Experimental filmmaker and Hollywood Babylon author Kenneth Anger, who has influenced Martin Scorsese and David Lynch, passed away
Experimental filmmaker Kenneth Anger, who also wrote the novel Hollywood Babylon (which was banned in the U.S. when it was first released in 1965) and was considered to be a pioneer of underground cinema, has passed away at the age of 96. According to The Hollywood Reporter, his death was announced by Sprüeth Magers art gallery, which has presented exhibitions of his work.
Anger made more than thirty dialogue-free short films over a career that spanned from 1941 to 2013, but The Hollywood Reporter estimates that the work he did in those 72 years would take a viewer just 8 hours to watch in its entirety. His shorts have been described as “a kaleidoscope of symbolism, homoeroticism and the occult”. Some of his most popular shorts include the 1963 collage Scorpio Rising, described as “a pastiche of pop songs plastered over homoerotic biker imagery, pulp cartoons, Nazism, and paraphernalia”; the 13-minute 1953 short Eaux d’Artifice, which follows an elegantly dressed woman through the water gardens at the Villa d’Este in Tivoli; 1954’s Pleasure Dome, which featured occultists Samson De Brier and Marjorie Cameron; Lucifer Rising, which had a score that was composed by Charles Manson associate Bobby Beausoleil while he was in prison; Elliott’s Suicide, a tribute to musician Elliott Smith; and Invocation of My Demon Brother, which puts a Mick Jagger score over a Satanic funeral ceremony.
Scorpio Rising and Eaux d’Artifice are both preserved in the Library of Congress’s National Film Registry now, but Anger’s films caused quite a stir when they first made their way out into the world.
It all started when Anger’s maternal grandmother, who had been a costumer during the silent era, gifted him with a 16mm camera when he was a teenager. He used that camera to shoot the 1947 short film Fireworks in his parents’ home while they were at an uncle’s funeral. And when he showed Fireworks, which was about a gang rape and featured “exploding phallic Roman candles”, the LAPD vice squad wasn’t too happy with it. His 1949 short The Love That Whirls didn’t even make it to exhibition. The film was sent off to be developed and got destroyed by a lab technician who found its imagery of a naked man climbing a mountain to be obscene. Screenings of his work were shut down, prints were confiscated, and one exhibitor nearly had to pay a fine for showing obscene material.
It’s understandable if most film fans aren’t familiar with Anger’s work directly, but many of us have witnessed the influence he had on the likes of Martin Scorsese, David Lynch, and John Waters films.

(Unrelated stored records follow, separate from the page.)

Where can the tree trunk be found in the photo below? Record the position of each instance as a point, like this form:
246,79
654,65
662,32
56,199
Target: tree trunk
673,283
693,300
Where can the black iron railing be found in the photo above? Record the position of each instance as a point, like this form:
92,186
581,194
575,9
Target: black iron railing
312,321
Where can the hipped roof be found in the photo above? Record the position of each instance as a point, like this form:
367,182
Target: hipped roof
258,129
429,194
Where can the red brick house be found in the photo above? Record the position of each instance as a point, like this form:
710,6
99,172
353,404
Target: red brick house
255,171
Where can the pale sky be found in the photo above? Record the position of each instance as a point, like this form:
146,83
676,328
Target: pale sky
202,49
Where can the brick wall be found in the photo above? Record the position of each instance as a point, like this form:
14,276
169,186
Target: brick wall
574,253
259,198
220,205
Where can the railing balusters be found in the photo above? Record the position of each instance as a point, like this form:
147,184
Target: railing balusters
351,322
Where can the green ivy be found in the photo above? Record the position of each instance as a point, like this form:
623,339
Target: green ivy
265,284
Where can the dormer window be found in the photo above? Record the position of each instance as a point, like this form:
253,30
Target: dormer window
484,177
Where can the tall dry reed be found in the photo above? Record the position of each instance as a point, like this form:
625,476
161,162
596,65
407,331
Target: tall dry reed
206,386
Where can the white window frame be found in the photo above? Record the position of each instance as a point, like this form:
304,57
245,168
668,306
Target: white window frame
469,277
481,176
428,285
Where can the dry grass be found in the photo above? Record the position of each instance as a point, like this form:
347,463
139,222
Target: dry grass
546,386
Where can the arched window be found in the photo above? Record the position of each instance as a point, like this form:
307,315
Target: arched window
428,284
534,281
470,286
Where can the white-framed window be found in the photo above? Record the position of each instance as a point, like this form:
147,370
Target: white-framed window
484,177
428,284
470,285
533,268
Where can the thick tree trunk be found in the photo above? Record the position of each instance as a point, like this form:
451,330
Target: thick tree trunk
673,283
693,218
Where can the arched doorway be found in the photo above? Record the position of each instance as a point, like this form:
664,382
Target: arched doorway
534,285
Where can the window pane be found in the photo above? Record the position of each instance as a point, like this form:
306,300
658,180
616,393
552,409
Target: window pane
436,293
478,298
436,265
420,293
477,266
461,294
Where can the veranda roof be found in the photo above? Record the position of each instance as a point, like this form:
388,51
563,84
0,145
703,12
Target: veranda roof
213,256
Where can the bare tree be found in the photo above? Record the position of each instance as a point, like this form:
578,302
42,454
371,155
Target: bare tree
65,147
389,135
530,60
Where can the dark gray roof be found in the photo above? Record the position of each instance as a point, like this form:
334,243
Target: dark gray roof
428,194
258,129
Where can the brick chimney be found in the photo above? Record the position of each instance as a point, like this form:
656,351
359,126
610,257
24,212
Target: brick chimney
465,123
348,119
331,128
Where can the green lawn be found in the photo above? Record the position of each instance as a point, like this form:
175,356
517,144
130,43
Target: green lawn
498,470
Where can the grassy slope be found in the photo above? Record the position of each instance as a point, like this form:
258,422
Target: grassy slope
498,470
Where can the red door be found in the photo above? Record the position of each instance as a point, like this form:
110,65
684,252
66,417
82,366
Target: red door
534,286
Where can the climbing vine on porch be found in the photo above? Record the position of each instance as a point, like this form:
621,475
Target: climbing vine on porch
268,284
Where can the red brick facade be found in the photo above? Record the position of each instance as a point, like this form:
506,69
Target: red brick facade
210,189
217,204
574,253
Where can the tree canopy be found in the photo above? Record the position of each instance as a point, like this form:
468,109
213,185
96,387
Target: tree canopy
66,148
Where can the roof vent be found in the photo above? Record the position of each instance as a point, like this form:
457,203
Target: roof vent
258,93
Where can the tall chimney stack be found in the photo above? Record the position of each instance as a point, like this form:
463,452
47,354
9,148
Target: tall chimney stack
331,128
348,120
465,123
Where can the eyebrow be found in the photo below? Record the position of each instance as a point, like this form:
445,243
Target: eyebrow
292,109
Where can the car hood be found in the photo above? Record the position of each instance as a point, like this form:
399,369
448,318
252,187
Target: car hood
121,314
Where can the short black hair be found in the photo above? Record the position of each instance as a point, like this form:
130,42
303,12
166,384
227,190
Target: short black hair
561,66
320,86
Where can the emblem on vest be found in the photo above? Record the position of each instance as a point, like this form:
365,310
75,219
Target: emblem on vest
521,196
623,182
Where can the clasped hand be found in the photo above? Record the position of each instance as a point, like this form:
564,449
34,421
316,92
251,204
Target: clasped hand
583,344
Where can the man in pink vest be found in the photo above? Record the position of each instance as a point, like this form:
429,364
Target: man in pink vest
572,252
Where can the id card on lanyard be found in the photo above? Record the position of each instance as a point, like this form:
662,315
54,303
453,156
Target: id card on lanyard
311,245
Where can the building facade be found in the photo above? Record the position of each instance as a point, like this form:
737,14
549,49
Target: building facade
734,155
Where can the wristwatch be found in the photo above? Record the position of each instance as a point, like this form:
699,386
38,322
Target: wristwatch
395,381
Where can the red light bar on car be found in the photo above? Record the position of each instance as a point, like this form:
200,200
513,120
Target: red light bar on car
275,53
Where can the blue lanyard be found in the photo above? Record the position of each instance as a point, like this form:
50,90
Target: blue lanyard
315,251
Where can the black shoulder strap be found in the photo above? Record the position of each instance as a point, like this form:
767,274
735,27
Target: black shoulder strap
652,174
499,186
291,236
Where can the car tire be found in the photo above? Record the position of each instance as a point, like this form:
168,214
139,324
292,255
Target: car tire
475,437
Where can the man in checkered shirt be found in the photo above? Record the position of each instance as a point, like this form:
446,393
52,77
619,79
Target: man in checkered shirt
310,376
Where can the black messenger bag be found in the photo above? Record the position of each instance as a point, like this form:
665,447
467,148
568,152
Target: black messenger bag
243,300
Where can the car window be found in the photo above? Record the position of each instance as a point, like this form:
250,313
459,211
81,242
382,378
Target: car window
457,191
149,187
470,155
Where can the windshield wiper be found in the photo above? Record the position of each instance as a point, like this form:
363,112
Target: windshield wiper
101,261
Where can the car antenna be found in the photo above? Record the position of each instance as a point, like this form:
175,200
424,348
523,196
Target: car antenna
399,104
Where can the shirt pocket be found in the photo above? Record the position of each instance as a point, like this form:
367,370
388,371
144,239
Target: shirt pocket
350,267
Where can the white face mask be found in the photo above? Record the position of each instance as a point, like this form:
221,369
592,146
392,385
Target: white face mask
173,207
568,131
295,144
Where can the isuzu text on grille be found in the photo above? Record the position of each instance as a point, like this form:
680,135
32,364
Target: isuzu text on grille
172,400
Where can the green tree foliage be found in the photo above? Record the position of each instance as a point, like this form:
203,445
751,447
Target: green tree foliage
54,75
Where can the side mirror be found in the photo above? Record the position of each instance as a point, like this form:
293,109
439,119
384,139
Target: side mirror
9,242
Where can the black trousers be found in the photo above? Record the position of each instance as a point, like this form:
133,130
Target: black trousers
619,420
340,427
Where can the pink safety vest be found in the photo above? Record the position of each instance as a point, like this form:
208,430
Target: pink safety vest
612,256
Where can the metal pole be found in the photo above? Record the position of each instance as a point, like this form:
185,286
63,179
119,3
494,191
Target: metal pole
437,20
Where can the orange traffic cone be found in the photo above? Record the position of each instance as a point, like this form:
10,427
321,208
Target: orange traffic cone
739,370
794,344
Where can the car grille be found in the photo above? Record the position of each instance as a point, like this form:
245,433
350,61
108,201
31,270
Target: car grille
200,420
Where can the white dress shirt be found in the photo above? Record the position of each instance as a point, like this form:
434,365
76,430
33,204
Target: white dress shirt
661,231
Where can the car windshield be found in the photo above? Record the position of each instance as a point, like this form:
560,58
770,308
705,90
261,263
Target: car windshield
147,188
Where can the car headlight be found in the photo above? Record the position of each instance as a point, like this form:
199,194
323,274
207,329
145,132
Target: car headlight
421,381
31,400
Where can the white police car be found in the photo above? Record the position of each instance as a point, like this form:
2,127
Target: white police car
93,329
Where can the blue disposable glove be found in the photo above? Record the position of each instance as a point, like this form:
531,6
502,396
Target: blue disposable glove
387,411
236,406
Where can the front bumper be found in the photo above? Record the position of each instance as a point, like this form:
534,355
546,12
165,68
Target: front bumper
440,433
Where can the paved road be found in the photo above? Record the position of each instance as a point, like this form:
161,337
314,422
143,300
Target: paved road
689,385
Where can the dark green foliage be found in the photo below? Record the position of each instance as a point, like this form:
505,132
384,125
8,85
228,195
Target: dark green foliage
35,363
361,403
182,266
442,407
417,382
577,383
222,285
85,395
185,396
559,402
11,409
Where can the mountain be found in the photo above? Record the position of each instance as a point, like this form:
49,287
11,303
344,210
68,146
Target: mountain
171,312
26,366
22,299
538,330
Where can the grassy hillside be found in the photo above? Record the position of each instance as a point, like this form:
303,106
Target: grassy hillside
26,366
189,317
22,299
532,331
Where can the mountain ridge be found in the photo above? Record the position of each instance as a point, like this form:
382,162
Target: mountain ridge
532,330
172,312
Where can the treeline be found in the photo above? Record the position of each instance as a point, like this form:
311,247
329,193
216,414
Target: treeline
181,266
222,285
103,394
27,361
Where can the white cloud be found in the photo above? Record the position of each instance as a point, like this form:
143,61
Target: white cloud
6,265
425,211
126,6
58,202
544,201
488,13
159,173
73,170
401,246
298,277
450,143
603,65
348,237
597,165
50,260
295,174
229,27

Anger’s book Hollywood Babylon was “a confronting look at alleged scandals from the Golden Age of Cinema through police photos, morgue shots and lots of rumors and fictionalizations.” A sequel followed in 1984, covering the decades of the 1920s through the 1970s.
The Sprüeth Magers art gallery provided the following statement on Anger’s passing: “Kenneth was a trailblazer. His cinematic genius and influence will live on and continue to transform all those who encounter his films, words and vision.“
Our condolences go out to Kenneth Anger’s family, friends, and fans.